We also see some markedly and alarmingly negative trends. To start, North Carolina’s residual markets – both in the home and auto insurance markets – continued to grow, bucking Florida’s example. Lawmakers in Texas and Hawaii also passed legislation that would allow their residual property insurance markets to grow larger still.
There was a renewed push by consumer groups and some regulators to limit the use of factors like credit, education, occupation and marital status in underwriting and rate-setting, despite demonstrated proof that these factors are predictive of risk.
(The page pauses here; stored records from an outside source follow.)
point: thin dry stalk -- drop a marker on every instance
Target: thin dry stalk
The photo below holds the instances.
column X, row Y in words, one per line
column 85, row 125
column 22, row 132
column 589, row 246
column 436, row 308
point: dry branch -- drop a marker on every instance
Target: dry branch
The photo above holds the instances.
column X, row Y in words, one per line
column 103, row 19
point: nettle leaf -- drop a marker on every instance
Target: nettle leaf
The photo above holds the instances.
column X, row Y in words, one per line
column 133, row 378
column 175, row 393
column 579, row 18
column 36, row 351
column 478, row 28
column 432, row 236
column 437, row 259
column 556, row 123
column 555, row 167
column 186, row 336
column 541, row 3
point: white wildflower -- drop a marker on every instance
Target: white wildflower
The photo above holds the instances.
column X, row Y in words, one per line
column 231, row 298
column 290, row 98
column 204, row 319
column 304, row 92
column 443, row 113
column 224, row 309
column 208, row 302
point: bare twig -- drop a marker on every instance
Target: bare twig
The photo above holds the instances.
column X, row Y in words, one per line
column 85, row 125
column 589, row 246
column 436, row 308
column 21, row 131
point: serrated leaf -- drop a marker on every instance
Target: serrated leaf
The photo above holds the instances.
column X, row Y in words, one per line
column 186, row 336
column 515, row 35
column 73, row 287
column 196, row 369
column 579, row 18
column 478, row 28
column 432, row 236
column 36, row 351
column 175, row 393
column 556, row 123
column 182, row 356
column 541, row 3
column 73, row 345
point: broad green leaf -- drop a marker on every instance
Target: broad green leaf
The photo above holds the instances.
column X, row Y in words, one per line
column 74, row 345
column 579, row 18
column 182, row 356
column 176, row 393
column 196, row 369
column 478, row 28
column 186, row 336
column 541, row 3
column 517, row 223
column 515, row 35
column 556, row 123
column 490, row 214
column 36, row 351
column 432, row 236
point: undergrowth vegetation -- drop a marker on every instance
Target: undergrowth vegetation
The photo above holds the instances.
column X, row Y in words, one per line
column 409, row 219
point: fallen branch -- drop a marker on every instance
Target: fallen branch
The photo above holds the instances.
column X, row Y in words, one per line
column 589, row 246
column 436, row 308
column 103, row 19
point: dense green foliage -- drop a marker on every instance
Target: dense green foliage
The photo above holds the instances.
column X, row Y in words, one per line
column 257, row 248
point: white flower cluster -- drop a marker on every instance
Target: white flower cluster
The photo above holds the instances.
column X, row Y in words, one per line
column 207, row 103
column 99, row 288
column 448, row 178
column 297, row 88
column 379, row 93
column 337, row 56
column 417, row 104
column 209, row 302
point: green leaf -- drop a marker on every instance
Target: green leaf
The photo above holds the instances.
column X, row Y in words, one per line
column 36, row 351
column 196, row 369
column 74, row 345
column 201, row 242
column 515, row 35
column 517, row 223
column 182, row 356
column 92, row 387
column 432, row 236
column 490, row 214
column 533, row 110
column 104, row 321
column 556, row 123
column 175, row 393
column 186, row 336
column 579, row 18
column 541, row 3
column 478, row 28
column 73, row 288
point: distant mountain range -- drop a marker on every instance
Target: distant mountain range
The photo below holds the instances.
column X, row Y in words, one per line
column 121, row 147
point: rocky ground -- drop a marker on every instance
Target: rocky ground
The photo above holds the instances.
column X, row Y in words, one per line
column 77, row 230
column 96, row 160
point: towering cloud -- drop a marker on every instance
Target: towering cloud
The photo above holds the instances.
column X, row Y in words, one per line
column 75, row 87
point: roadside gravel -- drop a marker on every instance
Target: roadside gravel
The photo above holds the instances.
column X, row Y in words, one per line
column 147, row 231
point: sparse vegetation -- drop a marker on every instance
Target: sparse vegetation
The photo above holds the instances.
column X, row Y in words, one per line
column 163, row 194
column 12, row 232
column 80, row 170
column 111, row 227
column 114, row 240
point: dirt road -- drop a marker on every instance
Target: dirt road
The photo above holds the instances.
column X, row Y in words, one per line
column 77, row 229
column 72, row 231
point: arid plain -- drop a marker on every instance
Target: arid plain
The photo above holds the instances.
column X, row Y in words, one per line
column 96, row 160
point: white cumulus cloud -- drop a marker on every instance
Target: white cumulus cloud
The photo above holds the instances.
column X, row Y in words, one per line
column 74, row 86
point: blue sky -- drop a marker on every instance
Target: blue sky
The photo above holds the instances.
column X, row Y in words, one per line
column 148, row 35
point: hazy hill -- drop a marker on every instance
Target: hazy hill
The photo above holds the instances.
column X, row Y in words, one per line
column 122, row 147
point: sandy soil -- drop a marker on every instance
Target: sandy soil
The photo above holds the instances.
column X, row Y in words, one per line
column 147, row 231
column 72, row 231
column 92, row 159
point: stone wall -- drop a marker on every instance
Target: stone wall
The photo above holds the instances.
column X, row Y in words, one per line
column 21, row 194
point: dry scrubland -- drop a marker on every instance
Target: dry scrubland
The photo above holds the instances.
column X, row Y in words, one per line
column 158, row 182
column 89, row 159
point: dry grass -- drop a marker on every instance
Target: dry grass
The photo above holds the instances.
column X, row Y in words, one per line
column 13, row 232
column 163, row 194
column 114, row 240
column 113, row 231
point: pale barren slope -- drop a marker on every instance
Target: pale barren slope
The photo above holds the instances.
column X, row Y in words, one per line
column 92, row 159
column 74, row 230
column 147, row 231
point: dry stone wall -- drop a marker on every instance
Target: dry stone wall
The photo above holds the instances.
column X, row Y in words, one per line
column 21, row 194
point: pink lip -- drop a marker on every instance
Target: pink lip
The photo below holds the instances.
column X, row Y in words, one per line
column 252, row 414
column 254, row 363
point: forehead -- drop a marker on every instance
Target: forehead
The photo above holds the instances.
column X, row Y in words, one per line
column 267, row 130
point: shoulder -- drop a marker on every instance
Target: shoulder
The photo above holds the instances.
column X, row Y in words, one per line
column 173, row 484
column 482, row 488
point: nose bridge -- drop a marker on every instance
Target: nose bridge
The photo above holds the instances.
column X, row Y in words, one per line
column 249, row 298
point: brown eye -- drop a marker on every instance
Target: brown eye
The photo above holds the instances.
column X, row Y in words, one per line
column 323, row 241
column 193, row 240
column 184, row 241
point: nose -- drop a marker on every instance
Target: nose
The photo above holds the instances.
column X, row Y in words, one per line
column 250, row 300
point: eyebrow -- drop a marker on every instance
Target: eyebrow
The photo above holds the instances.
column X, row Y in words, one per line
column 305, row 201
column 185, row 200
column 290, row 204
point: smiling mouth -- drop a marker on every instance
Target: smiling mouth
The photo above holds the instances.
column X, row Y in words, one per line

Relatedly, a practice that would hardly raise an eyebrow in other industries – considering the elasticity of consumer demand in setting prices – prompted a raft of regulatory bulletins and calls to ban the practice of so-called “price optimization.”
In Oklahoma, an elected insurance commissioner issued what appears to be a politically motivated threat to crack down on insurers who invoke exclusions of man-made earthquake claims in cases where the underwriters believe they were related to deep-well injections.
And even in Illinois, long a free-market beacon for allowing rates to be determined purely by market forces, the state’s General Assembly came awfully close to voting in a prior-approval system for workers’ compensation insurance.
The regulatory landscape is changing. We hope this report captures how those changes may impact both the industry and insurance consumers in the days to come.